# Is 388 Rand fair for a day's work in South Africa?



## oputaossai (Apr 26, 2012)

Hi,

I would like to know what a reasonable hourly wage in South African Rand would be for a South African, living in South Africa, who is in their fourties and has graduated from university (in IT in this case). I'd also like to know what is a reasonable wage for a days work for such a person.

The person's already done a job for me, which should have taking, maybe, 5 hours to do, and i paid him $50, which worked out to be about 388 Rand.


I, myself, am not a South African - i'm British and live in the Uk. I'm doing business with this person who lives in South Africa, and wanted to know a fair amount to pay them.

I met this person on an international business website, and for me (and most employers who use such sites) a major benefit is to get jobs done for much cheaper than we would get them done in our own countries. 

However, as much as i want my jobs done for as cheap as possible, i don't want to exploit anybody.

Yours answers would be appreciated.

Thanks in advance.

Oputa


----------



## vegasboy (Apr 28, 2010)

In his 40's and a Uni graduate in IT? If he was full time employed I would guess he would earn a minimum of R40 000 per month, depending experience and a lot of other factors. It is pretty much a days work (5 hours) he put in for you, so do the math to give you an idea.

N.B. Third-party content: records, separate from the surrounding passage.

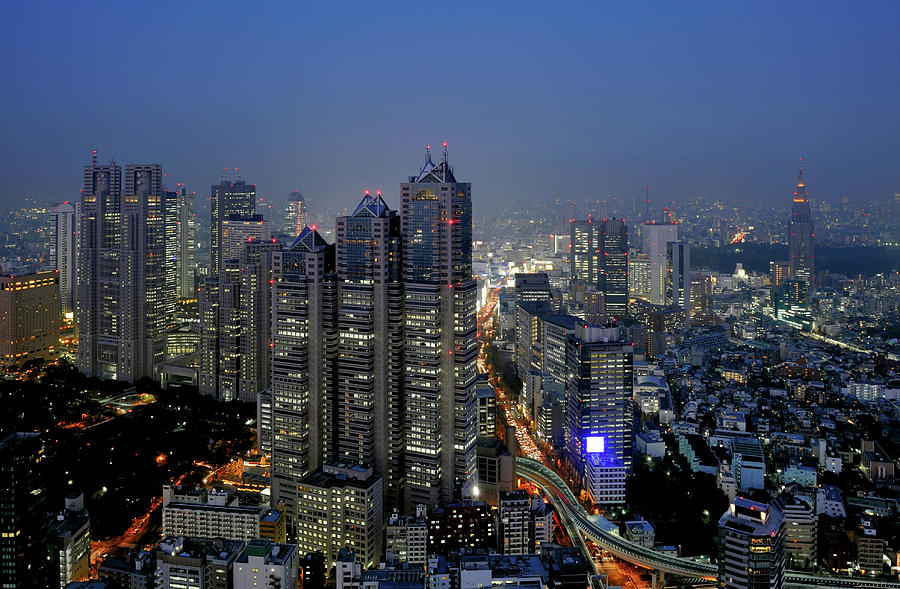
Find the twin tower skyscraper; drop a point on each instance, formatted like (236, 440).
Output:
(373, 345)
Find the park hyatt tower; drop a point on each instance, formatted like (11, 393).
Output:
(440, 344)
(121, 277)
(801, 236)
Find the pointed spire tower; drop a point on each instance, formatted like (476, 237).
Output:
(801, 235)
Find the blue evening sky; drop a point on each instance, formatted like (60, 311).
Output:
(536, 99)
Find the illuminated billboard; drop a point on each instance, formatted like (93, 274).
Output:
(593, 444)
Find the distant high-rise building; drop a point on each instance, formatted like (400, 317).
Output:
(801, 235)
(598, 414)
(170, 209)
(678, 275)
(227, 200)
(656, 237)
(303, 381)
(23, 547)
(584, 250)
(613, 266)
(29, 318)
(440, 345)
(751, 546)
(370, 341)
(122, 296)
(639, 272)
(296, 214)
(185, 262)
(514, 519)
(234, 313)
(63, 253)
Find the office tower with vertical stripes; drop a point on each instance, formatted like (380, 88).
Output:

$50 would be, in my humble opinion, an insult. But then again, I don't have all the facts and figures. If he is unemployed, he may be grateful for the $50, who knows?


----------



## Johanna (Apr 13, 2009)

No it is not fair.


----------



## oputaossai (Apr 26, 2012)

Ok guys, thank you for your responses.


----------



## Aussiegirl2 (Apr 5, 2012)

I agree with the former


----------



## chrisc2615 (Jun 30, 2012)

That is what a housekeeper in a large house would earn, plus she would get food as well. I would say at least R 2000 a day


----------



## GabyS (Jun 26, 2012)

It would be a decent wage for a recent graduate. That's more or less an entry level wage. If the guy is a freelancer who has other better paying stuff on the go and is just tiding himself over then it's OK. It also depends on how menial the job was.

I'm a 20-something South African who is used to slave wages though


----------



## chrisc2615 (Jun 30, 2012)

GabyS said:


> It would be a decent wage for a recent graduate. That's more or less an entry level wage. If the guy is a freelancer who has other better paying stuff on the go and is just tiding himself over then it's OK. It also depends on how menial the job was.
> 
> I'm a 20-something South African who is used to slave wages though



If you are getting slave wages then you must have a slave-driver boss. I always endeavoured to pay my staff the maximum that was feasible, but it was always 20% less than they wanted. However, when they applied for a position doing the same work in a different company, they soon realised that they were quite well off.

I think its not so much how much you get, but what you do with it. In the 1960's I started off as a know it all graduate with an insurance co for £ 50 a month. I managed to buy a car within 6 months and save up enough to buy a house 5 years later. I am not saying that I am a paragon of virtue when it comes to money, but some people are always poor, whatever they earn, and some people manage quite nicely. My daughter, on the other hand, who is an architect, gets paid what I consider a sinful amount of money, but she considers it quite average.


----------